Bildiğiniz gibi; tedavide doğru tanım ve teşhis gömleği doğru iliklemenin ilk adımıdır.
Sorunu nasıl tanımlayalım öyleyse? Kadına şiddet mi, çocuklara şiddet mi, evlat zorbalığı mı ya da koca mezalimi mi?...
Eğer fotoğrafa parçacı bir bakış açısı ile bakarsak el hak doğrudur. Gelin hepimiz oturup kalkıp erkeklerin kadına şiddetini, zorbalığını konuşalım. Her türlü sorunu erkek merkezli bakarak çözmeye çalışalım. Peki bu yolla çözmeyi denemedik mi? Aksine İstanbul sözleşmesi ile erkeklerin canına okumaya çalıştık. Kadın beyanı dedik, psikolojik şiddet dedik, evden uzaklaştırma dedik; ama her ne hikmetse kadın her zamankinden daha çok ezilmeye başladı. Boşanmalar daha çok arttı. Doğal olarak çocuklar daha çok psikolojik şiddete maruz kaldı. Hatta bu psikolojik ortamda yetişen çocukların yarın ne yapabileceğini kestirmek zor olmasa gerek.

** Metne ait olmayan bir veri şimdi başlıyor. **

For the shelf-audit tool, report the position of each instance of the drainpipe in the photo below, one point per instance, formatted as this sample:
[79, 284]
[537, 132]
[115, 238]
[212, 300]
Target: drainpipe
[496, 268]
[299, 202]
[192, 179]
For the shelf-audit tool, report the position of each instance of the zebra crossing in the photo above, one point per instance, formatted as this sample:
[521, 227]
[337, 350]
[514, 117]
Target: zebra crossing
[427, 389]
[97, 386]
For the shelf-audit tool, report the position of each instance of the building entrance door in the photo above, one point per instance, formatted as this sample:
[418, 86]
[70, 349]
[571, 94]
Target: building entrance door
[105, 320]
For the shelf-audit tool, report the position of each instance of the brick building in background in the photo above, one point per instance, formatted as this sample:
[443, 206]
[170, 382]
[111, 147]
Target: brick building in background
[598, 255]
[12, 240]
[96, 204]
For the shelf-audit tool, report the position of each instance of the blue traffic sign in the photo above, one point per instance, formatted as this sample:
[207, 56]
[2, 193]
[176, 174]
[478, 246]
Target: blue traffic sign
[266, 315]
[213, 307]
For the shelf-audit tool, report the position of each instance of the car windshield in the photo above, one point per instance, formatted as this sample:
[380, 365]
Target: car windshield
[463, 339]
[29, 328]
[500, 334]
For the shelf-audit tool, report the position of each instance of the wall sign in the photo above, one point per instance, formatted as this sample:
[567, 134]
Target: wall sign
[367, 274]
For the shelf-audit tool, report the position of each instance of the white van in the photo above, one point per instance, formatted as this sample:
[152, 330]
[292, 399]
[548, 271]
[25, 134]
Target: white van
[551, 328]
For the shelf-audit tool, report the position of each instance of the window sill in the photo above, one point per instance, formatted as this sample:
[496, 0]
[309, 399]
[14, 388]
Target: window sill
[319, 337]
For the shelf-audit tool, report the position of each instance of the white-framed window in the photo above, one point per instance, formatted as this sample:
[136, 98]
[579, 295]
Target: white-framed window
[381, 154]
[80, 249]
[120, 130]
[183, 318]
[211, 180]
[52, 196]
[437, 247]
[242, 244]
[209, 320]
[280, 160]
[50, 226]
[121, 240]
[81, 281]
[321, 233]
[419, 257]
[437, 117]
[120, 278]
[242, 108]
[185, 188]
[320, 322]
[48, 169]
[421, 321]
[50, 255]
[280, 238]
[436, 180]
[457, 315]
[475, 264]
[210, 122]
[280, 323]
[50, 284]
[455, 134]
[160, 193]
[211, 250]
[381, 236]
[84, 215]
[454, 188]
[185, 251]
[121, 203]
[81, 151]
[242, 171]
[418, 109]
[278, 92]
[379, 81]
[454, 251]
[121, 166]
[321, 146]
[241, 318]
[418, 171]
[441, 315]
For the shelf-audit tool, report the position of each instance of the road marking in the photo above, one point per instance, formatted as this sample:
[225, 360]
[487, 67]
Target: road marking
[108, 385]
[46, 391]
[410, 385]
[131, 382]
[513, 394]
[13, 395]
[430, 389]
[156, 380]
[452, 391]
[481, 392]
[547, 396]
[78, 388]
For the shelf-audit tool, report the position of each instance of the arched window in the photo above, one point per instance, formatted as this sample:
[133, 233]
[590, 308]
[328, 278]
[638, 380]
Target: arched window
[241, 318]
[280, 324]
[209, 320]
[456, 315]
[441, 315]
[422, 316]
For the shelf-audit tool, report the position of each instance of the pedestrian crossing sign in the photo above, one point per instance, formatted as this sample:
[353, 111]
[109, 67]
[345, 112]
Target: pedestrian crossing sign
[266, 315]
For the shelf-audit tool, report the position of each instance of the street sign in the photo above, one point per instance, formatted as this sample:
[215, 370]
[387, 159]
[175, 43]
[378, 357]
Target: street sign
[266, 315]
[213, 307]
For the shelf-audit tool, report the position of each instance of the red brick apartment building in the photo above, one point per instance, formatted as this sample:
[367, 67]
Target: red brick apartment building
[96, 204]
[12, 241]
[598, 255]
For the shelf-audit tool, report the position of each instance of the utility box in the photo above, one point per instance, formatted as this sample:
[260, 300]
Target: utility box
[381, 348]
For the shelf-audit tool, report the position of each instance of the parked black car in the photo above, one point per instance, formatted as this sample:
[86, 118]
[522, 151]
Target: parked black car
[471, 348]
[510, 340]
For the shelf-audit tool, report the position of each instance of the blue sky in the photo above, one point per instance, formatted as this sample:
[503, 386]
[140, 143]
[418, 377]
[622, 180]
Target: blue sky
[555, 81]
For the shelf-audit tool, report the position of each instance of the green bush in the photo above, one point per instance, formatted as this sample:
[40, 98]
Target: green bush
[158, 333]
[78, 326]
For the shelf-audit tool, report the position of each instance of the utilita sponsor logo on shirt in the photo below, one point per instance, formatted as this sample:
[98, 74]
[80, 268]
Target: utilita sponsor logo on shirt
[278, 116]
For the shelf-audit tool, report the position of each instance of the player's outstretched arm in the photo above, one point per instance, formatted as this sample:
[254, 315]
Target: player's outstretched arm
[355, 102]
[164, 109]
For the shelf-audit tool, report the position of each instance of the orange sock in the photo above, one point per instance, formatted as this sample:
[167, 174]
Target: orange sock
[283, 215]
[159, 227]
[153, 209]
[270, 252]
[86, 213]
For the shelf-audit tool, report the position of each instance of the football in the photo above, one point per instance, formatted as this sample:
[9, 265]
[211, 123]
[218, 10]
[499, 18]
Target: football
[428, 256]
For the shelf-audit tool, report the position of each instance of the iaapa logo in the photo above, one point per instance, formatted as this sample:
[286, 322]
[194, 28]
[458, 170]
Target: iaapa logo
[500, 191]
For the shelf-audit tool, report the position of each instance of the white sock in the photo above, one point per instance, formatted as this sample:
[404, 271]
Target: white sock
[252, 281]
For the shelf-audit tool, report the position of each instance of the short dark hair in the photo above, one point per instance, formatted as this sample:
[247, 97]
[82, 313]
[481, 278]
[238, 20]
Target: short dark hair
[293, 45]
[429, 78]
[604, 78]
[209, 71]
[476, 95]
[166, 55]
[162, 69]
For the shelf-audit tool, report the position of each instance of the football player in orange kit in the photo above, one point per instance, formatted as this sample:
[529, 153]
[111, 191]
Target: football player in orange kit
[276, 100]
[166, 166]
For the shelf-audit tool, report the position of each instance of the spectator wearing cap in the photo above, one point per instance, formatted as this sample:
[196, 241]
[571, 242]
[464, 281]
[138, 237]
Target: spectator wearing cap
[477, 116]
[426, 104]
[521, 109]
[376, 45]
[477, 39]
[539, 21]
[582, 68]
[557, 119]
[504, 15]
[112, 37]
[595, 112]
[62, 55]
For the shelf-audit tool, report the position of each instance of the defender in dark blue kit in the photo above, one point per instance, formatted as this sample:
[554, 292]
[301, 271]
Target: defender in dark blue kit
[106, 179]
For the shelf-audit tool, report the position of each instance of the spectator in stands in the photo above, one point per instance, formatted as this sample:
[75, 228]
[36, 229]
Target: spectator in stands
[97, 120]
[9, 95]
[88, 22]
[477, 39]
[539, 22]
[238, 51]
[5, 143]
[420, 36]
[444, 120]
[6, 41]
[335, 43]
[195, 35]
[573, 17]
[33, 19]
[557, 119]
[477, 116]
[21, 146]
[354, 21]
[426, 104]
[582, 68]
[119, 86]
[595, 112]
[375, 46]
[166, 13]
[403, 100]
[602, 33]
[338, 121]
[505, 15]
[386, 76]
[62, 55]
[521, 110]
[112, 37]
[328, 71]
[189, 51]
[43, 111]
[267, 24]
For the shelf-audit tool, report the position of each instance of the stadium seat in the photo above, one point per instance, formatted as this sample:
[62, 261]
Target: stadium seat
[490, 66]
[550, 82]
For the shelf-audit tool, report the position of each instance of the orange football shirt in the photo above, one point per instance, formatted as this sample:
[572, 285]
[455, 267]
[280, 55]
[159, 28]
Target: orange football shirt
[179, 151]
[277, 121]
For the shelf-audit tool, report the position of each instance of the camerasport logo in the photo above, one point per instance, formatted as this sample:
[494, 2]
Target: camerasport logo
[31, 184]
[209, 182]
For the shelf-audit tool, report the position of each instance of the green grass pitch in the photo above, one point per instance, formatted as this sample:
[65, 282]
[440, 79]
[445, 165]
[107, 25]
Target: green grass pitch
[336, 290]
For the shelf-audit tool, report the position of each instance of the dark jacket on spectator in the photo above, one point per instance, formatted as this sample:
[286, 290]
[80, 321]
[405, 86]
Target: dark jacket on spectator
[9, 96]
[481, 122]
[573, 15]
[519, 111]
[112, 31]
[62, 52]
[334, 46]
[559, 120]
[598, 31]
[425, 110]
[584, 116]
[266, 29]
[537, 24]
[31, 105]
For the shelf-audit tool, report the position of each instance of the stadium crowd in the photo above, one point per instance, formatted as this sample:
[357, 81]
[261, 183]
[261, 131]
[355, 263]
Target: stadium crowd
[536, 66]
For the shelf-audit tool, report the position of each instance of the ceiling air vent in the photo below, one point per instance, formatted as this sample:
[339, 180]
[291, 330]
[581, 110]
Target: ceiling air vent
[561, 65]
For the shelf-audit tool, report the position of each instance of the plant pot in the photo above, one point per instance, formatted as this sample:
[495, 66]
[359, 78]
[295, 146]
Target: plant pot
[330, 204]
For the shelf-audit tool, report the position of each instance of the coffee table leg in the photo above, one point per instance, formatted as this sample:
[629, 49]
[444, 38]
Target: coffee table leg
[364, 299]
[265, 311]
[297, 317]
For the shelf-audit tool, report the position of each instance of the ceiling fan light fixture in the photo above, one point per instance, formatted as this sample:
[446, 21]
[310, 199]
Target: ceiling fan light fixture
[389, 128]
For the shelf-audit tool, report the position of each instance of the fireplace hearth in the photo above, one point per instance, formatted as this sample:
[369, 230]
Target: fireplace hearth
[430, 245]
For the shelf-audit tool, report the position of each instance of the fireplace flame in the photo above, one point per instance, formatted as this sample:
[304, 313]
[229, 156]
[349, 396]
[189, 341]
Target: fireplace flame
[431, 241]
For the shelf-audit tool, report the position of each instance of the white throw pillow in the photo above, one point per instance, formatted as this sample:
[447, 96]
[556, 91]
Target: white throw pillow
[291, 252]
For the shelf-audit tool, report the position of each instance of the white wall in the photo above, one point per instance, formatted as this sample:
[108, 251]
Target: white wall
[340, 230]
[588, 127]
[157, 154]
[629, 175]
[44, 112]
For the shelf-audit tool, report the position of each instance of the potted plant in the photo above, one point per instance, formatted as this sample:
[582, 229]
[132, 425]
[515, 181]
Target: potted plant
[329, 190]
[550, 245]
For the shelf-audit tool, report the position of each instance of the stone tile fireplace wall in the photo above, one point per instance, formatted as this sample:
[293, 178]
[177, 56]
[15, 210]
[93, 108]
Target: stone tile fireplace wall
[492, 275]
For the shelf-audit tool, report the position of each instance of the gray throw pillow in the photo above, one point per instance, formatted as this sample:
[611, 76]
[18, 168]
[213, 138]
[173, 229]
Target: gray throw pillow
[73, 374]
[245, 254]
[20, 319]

Öyleyse hem kadınlar hem erkekler hem evlatlar için fotoğrafa bütüncül bakmak zorundayız. Bakın son bir ay içindeki haberlere bir bakın; evlat öldüren anne, eşini öldüren erkek, kız arkadaşını öldüren satanist erkek arkadaş, annesini öldüren evlat, evladını öldüren baba vs. zincir uzatılabilir. Yani fotoğrafın bütününde ne sadece anne ne de sadece cinsiyetinden dolayı bir kadın vardır. Aksine bir aile faciası vardır. Toplumsal çözülmüşlük ve travmalar vardır. Bu yüzden olaya ailesel ve toplumsal olarak bakmak zorundayız. Yani ailesel ve toplumsal değerlerin tarumar edildiği bir toplum her ferdiyle patlamaya hazır birer bomba gibidir.
Bu yüzden tanımlamadan başlayarak bu sorun acil bir şekilde masaya yatırılmalı. Aksi taktirde bu toplum değil sadece kadınlar için hepimiz için birer faciadan öteye geçmeyecektir.
Sorunu nereden ele alarak çözmeye başlamalıyıza değinsek de özellikle dış gündemden birden gözlerimizi bütünüyle içeriye çekmemizi isteyen küreselcilerin kurnazlığını da ıskalamamak gerek. Hem içerideki tehlikeyi görmeli, ailesel çözülmüşlüğe çözümler bulmalı hem de sonuna kadar "Filistin" demeye devam etmeliyiz.